Alternatively, if one of the large files has already been rotated (it ends in something like .1 or .2), you could either gzip it if it isn’t already gzipped, or you could simply delete it if you don’t need the log anymore.
Note: Full / due to /tmp
I can’t count how many times I’ve been alerted about a full / file system (a dangerous situation that can often cause the system to freeze up) only to find out that it was caused by large files in /tmp. Specifically, these were large .swp files. When vim opens a file, it copies the entire contents into a .swp file. Certain versions of vim store this .swp file in /tmp, others in /var/tmp, and still others in ~/tmp. In any case, what had happened was that a particular user on the system decided to view an Apache log file that was gigabytes in size. When the user opened the file, it created a multigigabyte .swp file in /tmp and filled up the root file system. To solve the issue I had to locate and kill the offending vim process.
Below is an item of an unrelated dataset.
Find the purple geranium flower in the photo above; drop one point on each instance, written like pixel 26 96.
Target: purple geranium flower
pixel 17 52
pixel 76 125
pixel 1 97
Another less common but tricky situation in which you might find yourself is the case of a file system that claims it is full, yet when you run df you see that there is more than enough space. If this ever happens to you, the first thing you should check is whether you have run out of inodes. When you format a file system, the mkfs tool decides at that point the maximum number of inodes to use as a function of the size of the partition. Each new file that is created on that file system gets its own unique inode, and once you run out of inodes, no new files can be created. Generally speaking, you never get close to that maximum; however, certain servers store millions of files on a particular file system, and in those cases you might hit the upper limit. The df -i command will give you information on your inode usage:
$ df -i
Filesystem Inodes IUsed IFree IUse% Mounted on
/dev/sda 520192 17539 502653 4% /
In this example my root partition has 520,192 total inodes but only 17,539 are used. That means I can create another 502,653 files on that file system. In the case where 100% of your inodes are used, there are only a few options at your disposal. Either you can try to identify a large number of files you can delete or move to another file system, possibly archive a group of files into a tar archive, or back up the files on your current file system, reformat it with more inodes, and copy the files back.
Most servers these days are attached to some sort of network and generally use the network to provide some sort of service. Many different problems can creep up on a network, so network troubleshooting skills become crucial for any system administrator. Linux provides a large set of network troubleshooting tools, and next I discuss a few common network problems along with how to use some of the tools available for Ubuntu to track down the root cause.
Probably the most common network troubleshooting scenario involves one server being unable to communicate with another server on the network. I use an example in which a server named ubuntu1 can’t access the Web service (port 80) on a second server named web1. There are any number of different problems that could cause this, so I run step by step through tests you can perform to isolate the cause of the problem. Normally when troubleshooting a problem like this, I might skip a few of these initial steps (such as checking link), since tests further down the line will also rule them out. For instance, if I test and confirm that DNS works, I’ve proven that my host can communicate on the local network. For this guide, though, I walk through each intermediary step to illustrate how you might test each level.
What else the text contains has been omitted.